Bis Donnerstagmorgen ist davon allerdings nichts zu spüren, ich versuche es etwa im Stundentakt weiter. Mit jedem erfolglosen Versuch festigt sich die Überzeugung: Es wäre wichtig, dass Menschen wie ich am Telefon beraten werden. Wie sonst will man die Notaufnahmen vor einem Ansturm vermeintlicher Covid-19-Patienten bewahren, die am Ende doch keine sind?
Kein Test
Und dann – nach zwei Tagen – komme ich durch. „Hatten Sie Kontakt zu einer infizierten Person?“, will die Frau am anderen Ende der Leitung wissen. Ich verneine, merke an, dass ich in Rom war und jetzt ständig niese. Das reicht für eine eindeutige Handlungsempfehlung: „Bleiben Sie für 14 Tage zu Hause.“ Ein Test auf das Coronavirus kommt dagegen nicht infrage, Quarantäne in der eigenen Wohnung muss für Fälle wie mich reichen.
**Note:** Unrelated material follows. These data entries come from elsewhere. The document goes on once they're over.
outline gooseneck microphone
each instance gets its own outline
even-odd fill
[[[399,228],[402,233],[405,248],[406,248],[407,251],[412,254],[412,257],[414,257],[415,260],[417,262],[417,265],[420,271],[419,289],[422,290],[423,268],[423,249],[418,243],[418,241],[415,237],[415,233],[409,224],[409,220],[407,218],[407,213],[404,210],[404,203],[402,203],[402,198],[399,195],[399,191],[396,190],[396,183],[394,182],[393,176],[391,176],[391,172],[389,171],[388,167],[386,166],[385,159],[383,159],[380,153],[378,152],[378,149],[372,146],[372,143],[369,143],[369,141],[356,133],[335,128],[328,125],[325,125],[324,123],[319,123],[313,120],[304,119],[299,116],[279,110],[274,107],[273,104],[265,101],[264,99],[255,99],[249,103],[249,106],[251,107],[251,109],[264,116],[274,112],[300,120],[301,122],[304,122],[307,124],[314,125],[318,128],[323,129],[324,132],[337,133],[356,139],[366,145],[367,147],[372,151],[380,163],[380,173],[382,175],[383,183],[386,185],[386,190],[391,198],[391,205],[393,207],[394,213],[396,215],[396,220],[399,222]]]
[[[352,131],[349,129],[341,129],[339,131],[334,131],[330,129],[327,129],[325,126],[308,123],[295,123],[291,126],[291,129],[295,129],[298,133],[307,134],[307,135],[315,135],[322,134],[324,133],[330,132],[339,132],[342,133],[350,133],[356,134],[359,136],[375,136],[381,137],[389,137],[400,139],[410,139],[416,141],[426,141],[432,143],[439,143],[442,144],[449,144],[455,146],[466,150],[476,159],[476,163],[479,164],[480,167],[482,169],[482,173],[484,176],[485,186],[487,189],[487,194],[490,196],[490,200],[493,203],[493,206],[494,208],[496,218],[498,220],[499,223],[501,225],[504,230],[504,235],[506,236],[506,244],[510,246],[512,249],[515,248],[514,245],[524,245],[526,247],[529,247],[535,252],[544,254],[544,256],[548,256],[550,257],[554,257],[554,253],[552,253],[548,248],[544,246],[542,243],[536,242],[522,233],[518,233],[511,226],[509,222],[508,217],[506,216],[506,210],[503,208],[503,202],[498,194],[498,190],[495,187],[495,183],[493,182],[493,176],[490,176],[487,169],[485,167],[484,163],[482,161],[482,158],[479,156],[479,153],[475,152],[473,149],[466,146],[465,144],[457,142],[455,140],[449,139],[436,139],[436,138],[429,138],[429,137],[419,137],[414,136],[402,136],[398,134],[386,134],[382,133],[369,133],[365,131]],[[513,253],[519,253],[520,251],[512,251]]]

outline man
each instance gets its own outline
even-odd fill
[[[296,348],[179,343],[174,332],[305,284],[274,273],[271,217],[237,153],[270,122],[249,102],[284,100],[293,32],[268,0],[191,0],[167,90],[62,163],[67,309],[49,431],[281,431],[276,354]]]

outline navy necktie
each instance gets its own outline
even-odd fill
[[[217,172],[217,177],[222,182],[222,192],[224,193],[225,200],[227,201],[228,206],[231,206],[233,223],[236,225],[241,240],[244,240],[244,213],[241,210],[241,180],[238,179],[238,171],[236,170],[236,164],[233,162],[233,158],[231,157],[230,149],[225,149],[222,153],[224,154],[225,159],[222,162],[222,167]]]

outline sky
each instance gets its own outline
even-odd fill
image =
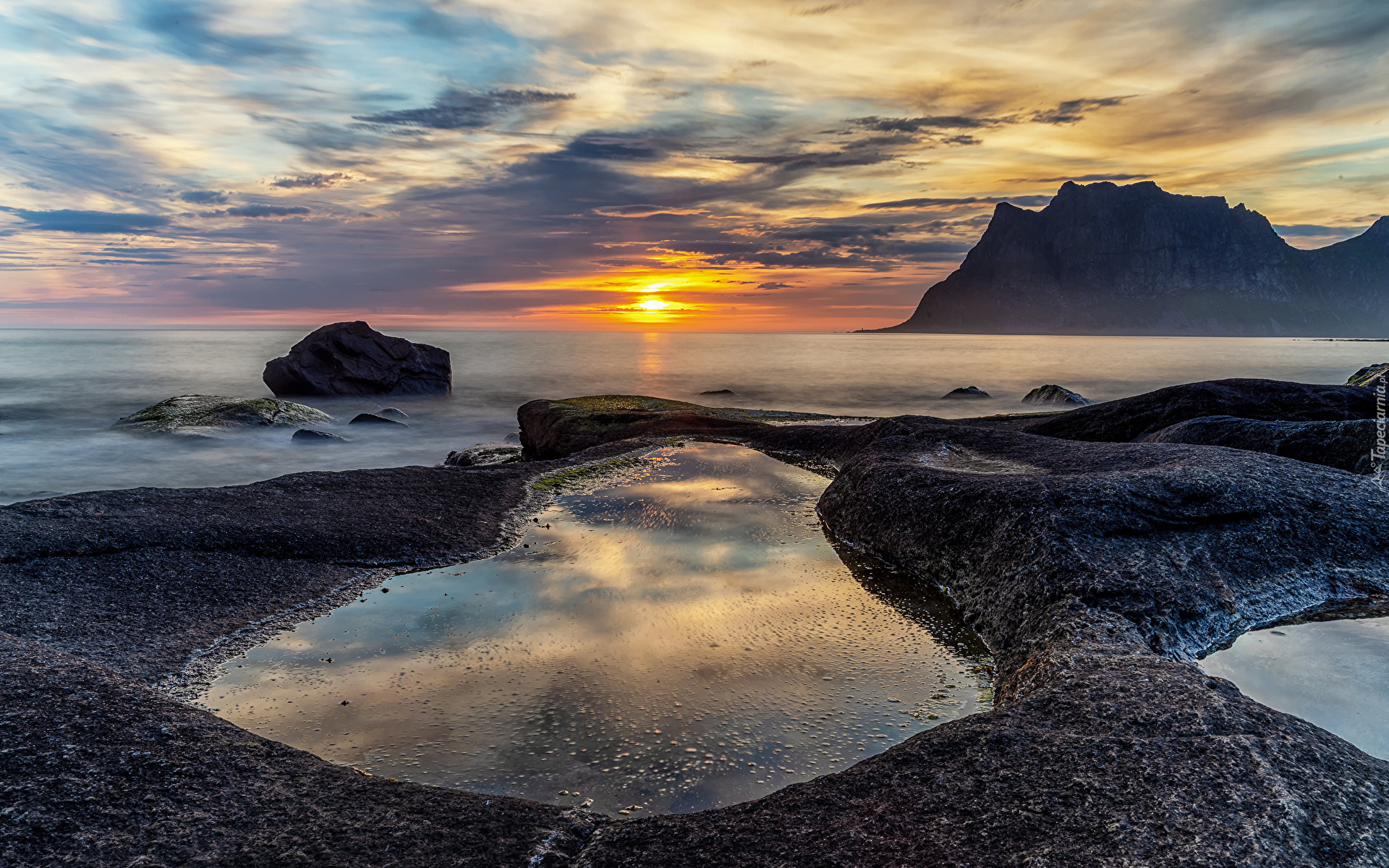
[[[842,332],[995,204],[1389,212],[1385,0],[11,0],[0,326]]]

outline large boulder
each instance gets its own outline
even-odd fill
[[[275,394],[449,394],[453,365],[447,350],[333,322],[265,362],[263,379]]]
[[[117,419],[114,431],[218,439],[238,429],[332,424],[333,417],[272,397],[179,394]]]
[[[1203,415],[1285,422],[1372,419],[1375,392],[1276,379],[1213,379],[1078,407],[1021,428],[1064,440],[1128,443]]]
[[[1374,419],[1347,422],[1263,422],[1229,415],[1206,415],[1153,432],[1145,443],[1228,446],[1297,458],[1351,474],[1375,472],[1371,453],[1378,436]]]

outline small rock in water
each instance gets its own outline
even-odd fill
[[[396,419],[388,419],[386,417],[376,415],[375,412],[358,412],[353,417],[349,425],[400,425],[401,428],[408,428],[404,422],[397,422]]]
[[[940,396],[940,400],[957,399],[957,397],[993,397],[979,386],[965,386],[964,389],[951,389]]]
[[[319,446],[319,444],[326,446],[329,443],[349,442],[347,437],[340,437],[326,431],[315,431],[313,428],[300,428],[299,431],[294,432],[294,436],[290,437],[290,440],[293,440],[300,446]]]
[[[481,467],[483,464],[511,464],[521,460],[521,447],[510,443],[478,443],[449,453],[444,467]]]
[[[1071,392],[1061,386],[1038,386],[1022,396],[1024,404],[1046,404],[1050,407],[1089,407],[1095,401],[1078,392]]]
[[[1365,365],[1346,381],[1347,386],[1370,386],[1371,389],[1379,387],[1381,383],[1386,381],[1385,375],[1389,374],[1389,361],[1382,361],[1375,365]]]

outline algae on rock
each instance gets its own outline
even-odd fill
[[[113,431],[217,439],[236,429],[322,425],[322,410],[272,397],[179,394],[117,419]]]

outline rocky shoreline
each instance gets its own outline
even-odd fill
[[[1210,415],[1364,419],[1367,404],[1358,386],[1220,381],[1063,414],[836,426],[599,396],[522,407],[531,461],[0,508],[0,857],[1389,865],[1389,762],[1189,662],[1256,626],[1389,597],[1389,494],[1289,457],[1132,442]],[[546,479],[667,437],[825,468],[826,529],[947,587],[995,653],[995,710],[751,803],[610,821],[367,778],[151,686],[338,594],[513,544]]]

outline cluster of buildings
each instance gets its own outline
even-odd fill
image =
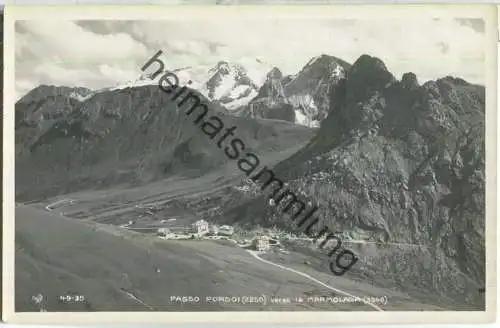
[[[197,237],[205,236],[205,235],[212,235],[212,236],[227,236],[230,237],[234,233],[234,228],[228,225],[223,225],[223,226],[217,226],[217,225],[210,225],[208,224],[207,221],[205,220],[198,220],[192,225],[188,226],[180,226],[180,225],[173,225],[170,227],[163,227],[158,229],[158,236],[161,237],[168,237],[172,235],[185,235],[185,236],[192,236],[195,235]],[[274,244],[277,243],[276,240],[270,240],[266,236],[260,236],[255,238],[251,242],[251,247],[257,251],[267,251],[271,248],[271,245],[274,242]]]

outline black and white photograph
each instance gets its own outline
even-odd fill
[[[214,7],[6,7],[12,318],[491,318],[494,7]]]

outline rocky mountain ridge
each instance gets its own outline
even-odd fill
[[[419,85],[413,73],[398,81],[368,55],[346,73],[317,134],[276,176],[318,206],[330,231],[387,245],[361,252],[351,276],[484,308],[484,87],[453,77]],[[242,200],[225,220],[293,226],[265,196],[232,198]]]

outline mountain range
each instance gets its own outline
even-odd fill
[[[450,76],[420,85],[411,72],[398,80],[369,55],[352,64],[320,55],[292,76],[227,61],[205,69],[178,75],[289,189],[314,200],[322,224],[385,245],[360,250],[352,279],[484,309],[484,86]],[[180,113],[147,76],[98,91],[35,88],[16,103],[16,200],[232,176],[236,164]],[[293,230],[239,175],[190,208]]]

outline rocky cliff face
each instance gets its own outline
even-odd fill
[[[316,136],[276,175],[331,231],[385,245],[360,250],[351,276],[484,308],[484,87],[452,77],[419,85],[413,73],[397,81],[367,55],[346,73]],[[228,214],[283,221],[264,197]]]

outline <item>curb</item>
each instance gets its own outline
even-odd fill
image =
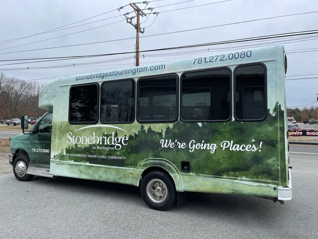
[[[288,141],[288,142],[290,144],[313,144],[318,145],[318,141],[317,142],[311,141],[298,141],[296,140]]]

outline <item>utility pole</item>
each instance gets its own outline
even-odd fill
[[[316,94],[317,96],[317,101],[318,101],[318,93]],[[317,109],[317,125],[318,125],[318,109],[317,108],[316,108]]]
[[[127,18],[127,22],[133,26],[136,30],[136,66],[139,66],[139,33],[143,33],[145,32],[145,29],[142,30],[140,28],[140,16],[146,17],[147,15],[143,11],[140,9],[140,8],[137,6],[137,4],[134,3],[130,4],[131,6],[134,9],[137,17],[137,23],[134,24],[132,21],[132,19],[135,17],[132,18]]]

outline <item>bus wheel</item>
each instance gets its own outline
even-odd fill
[[[176,199],[173,180],[167,174],[160,171],[153,171],[146,175],[142,180],[140,191],[146,204],[155,210],[169,209]]]
[[[13,174],[19,181],[27,181],[31,179],[34,175],[26,174],[29,167],[29,160],[25,155],[17,157],[13,162]]]

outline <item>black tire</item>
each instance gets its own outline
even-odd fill
[[[154,202],[148,196],[147,193],[148,184],[153,179],[159,179],[165,185],[167,197],[162,202]],[[140,191],[146,204],[155,210],[164,211],[169,209],[175,204],[177,199],[177,192],[173,180],[167,174],[160,171],[153,171],[146,175],[142,180]]]
[[[27,174],[26,173],[25,173],[23,176],[21,176],[18,175],[17,172],[16,172],[16,166],[17,165],[17,164],[19,162],[22,162],[24,163],[24,164],[26,167],[26,168],[25,169],[25,171],[26,172],[28,168],[29,167],[29,162],[30,162],[30,160],[29,159],[29,157],[25,155],[20,155],[16,158],[16,159],[14,160],[14,162],[13,162],[13,164],[12,165],[13,174],[14,174],[14,176],[19,181],[25,181],[31,180],[33,177],[34,175]]]

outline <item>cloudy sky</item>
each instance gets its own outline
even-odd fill
[[[141,19],[142,23],[145,22],[141,24],[142,27],[146,28],[145,33],[140,35],[142,37],[140,40],[141,51],[315,30],[317,28],[318,12],[183,33],[147,36],[165,33],[318,11],[318,1],[317,0],[231,0],[227,1],[224,1],[225,0],[192,0],[187,2],[162,6],[186,1],[156,1],[149,3],[147,6],[142,3],[138,4],[143,9],[145,7],[146,8],[154,8],[151,11],[145,10],[146,13],[154,12],[160,13],[155,19],[156,15],[152,14],[147,15],[149,16],[148,18]],[[179,9],[221,2],[224,2]],[[130,6],[125,7],[120,12],[116,10],[102,14],[126,5],[130,2],[131,2],[129,0],[3,0],[1,3],[2,9],[5,11],[2,11],[0,15],[0,22],[1,23],[0,25],[0,42],[2,42],[0,43],[1,44],[0,45],[0,60],[133,51],[135,43],[134,39],[80,46],[29,50],[134,38],[135,36],[136,32],[134,27],[127,23],[125,19],[120,16],[131,12],[133,9]],[[176,10],[166,11],[174,10]],[[57,29],[58,31],[37,35],[12,42],[4,41],[49,31],[99,14],[102,15]],[[128,16],[132,17],[134,15],[134,13],[132,13]],[[112,18],[105,19],[110,18]],[[60,30],[95,21],[99,21]],[[133,20],[133,22],[135,23],[135,18]],[[102,26],[103,26],[99,27]],[[96,28],[72,34],[93,28]],[[68,34],[69,35],[61,36]],[[54,39],[46,40],[51,38]],[[294,52],[295,50],[318,47],[317,38],[318,34],[267,40],[257,42],[232,44],[210,47],[209,51],[213,50],[214,49],[216,50],[215,48],[227,47],[226,50],[221,49],[218,50],[220,52],[225,50],[232,51],[238,47],[246,47],[251,44],[256,43],[262,44],[258,47],[277,43],[283,44],[287,52],[287,75],[289,76],[287,78],[300,78],[286,82],[287,106],[301,105],[299,108],[301,108],[304,107],[303,105],[314,102],[316,97],[316,94],[318,93],[318,78],[303,79],[305,77],[318,77],[318,69],[317,69],[318,51],[291,53]],[[35,42],[40,41],[42,41]],[[282,42],[282,41],[284,41]],[[279,41],[280,42],[278,42]],[[207,52],[207,47],[197,47],[145,54],[144,58],[141,57],[140,65],[208,54],[207,53],[203,54],[203,51]],[[316,49],[317,49],[318,48]],[[24,51],[26,51],[7,53]],[[288,52],[290,52],[289,54]],[[172,53],[174,53],[172,54]],[[153,55],[154,54],[156,55]],[[24,80],[57,77],[134,66],[134,55],[133,54],[129,54],[109,57],[1,65],[0,71],[2,70],[8,76]],[[123,57],[126,60],[122,60]],[[19,62],[3,62],[0,63],[0,65]],[[81,62],[84,64],[77,65]],[[94,64],[92,65],[92,63]],[[73,64],[74,66],[66,67],[66,65]],[[52,68],[52,66],[54,68]],[[57,66],[58,67],[57,68]],[[42,68],[32,69],[39,67],[42,67]],[[22,69],[28,67],[30,69]],[[16,69],[14,70],[13,69]],[[312,75],[315,73],[317,75]],[[307,74],[310,75],[303,75]],[[38,80],[39,82],[45,82],[52,80]],[[318,106],[318,103],[312,105]]]

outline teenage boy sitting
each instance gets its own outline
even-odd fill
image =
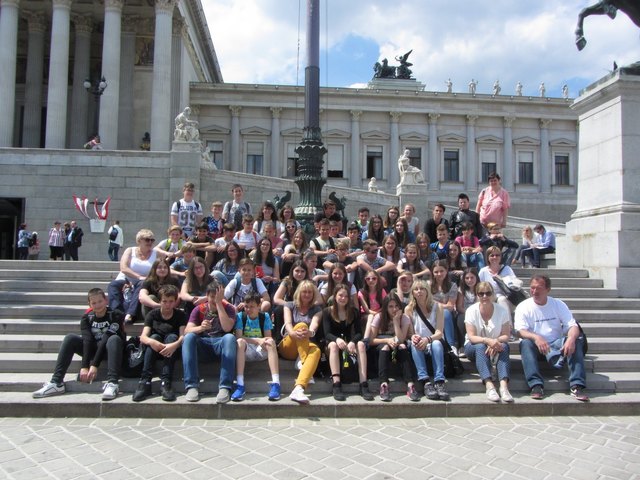
[[[146,345],[144,364],[138,388],[133,394],[134,402],[141,402],[151,396],[151,379],[153,378],[153,364],[162,357],[162,371],[160,372],[160,394],[165,402],[176,399],[171,388],[173,380],[173,366],[178,354],[176,351],[184,340],[184,329],[187,325],[187,315],[176,307],[178,305],[178,289],[173,285],[166,285],[158,292],[160,308],[153,309],[144,320],[144,328],[140,336],[140,343]]]
[[[255,292],[260,298],[262,303],[260,304],[261,312],[268,312],[271,310],[271,303],[269,301],[269,292],[262,283],[262,280],[256,278],[256,267],[249,258],[243,258],[238,263],[238,272],[240,277],[236,276],[231,280],[224,289],[224,298],[231,302],[237,311],[244,310],[244,297],[249,292]]]
[[[249,292],[244,297],[244,311],[236,314],[236,389],[231,400],[244,400],[244,365],[245,361],[255,362],[269,360],[271,370],[271,388],[269,400],[280,400],[280,373],[278,370],[278,350],[276,342],[271,337],[273,325],[268,313],[260,311],[262,299],[255,292]]]
[[[100,362],[106,355],[107,383],[103,388],[102,400],[113,400],[118,396],[125,341],[124,314],[108,307],[107,296],[100,288],[92,288],[87,296],[90,309],[80,320],[82,335],[69,333],[64,337],[51,381],[33,392],[33,398],[61,395],[65,392],[64,376],[74,354],[82,357],[78,380],[85,383],[92,383],[96,379]]]

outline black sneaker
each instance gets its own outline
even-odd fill
[[[141,402],[150,396],[151,396],[151,382],[140,380],[140,382],[138,383],[138,388],[136,388],[136,391],[133,394],[133,401]]]
[[[447,393],[447,389],[444,386],[444,382],[436,382],[436,392],[438,393],[438,399],[448,402],[451,397]]]
[[[171,388],[171,382],[162,382],[160,385],[160,395],[162,395],[162,400],[165,402],[175,402],[176,394],[173,392],[173,388]]]

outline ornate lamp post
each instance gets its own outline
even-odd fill
[[[93,115],[93,129],[94,129],[94,135],[98,135],[100,130],[100,97],[102,96],[102,94],[104,93],[104,91],[107,88],[107,80],[104,78],[104,76],[100,79],[100,81],[96,81],[96,84],[93,85],[91,83],[91,80],[89,80],[88,78],[85,79],[84,83],[82,84],[82,86],[85,88],[85,90],[87,92],[89,92],[91,95],[93,95],[93,98],[96,101],[96,111]]]

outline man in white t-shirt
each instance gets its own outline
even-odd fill
[[[193,199],[196,187],[187,182],[182,187],[183,198],[171,206],[171,225],[179,225],[185,238],[195,233],[195,226],[202,221],[202,206]]]
[[[538,360],[546,358],[555,368],[569,365],[571,395],[588,402],[584,392],[584,336],[569,307],[549,296],[551,280],[546,275],[533,275],[530,283],[531,298],[520,303],[515,312],[515,329],[522,338],[520,355],[524,374],[531,388],[531,398],[544,397],[544,379]]]

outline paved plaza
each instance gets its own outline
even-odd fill
[[[640,416],[0,419],[8,479],[640,478]]]

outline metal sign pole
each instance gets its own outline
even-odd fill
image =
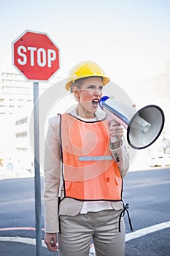
[[[36,256],[41,256],[42,252],[42,207],[41,178],[39,170],[39,83],[33,83],[34,89],[34,189],[36,219]]]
Auch wenn es lange gedauert hat: Damit bin ich erst mal zufrieden. Jetzt weiß ich, wie ich mich verhalten soll. Dafür stellen sich nun allerdings andere Fragen, praktischere. Zum Beispiel: Ist es moralisch vertretbar, sich Essen liefern zu lassen, wenn man den Lieferanten anweist, die Pizza vor der geschlossenen Wohnungstür abzustellen? Was macht man jetzt eigentlich mit der ganzen freien Zeit? Und wie komme ich an ein ärztliches Attest, das mein notorisch unbarmherziger Arbeitgeber verlangen könnte? Es wäre wohl eine schlechte Idee, einfach in eine Praxis zu spazieren und womöglich im Wartezimmer andere Patient*innen anzustecken.
Zumindest einige dieser Fragen beantworten sich dann aber doch schneller als gedacht: Die Krankschreibung ist hinfällig, die Frage nach freier Zeit auch, denn eine Mail trudelt ein. Die Redaktionsleitung meldet sich. Ob ich Lust habe, von zu Hause einen Text über meine Erfahrungen zu schreiben?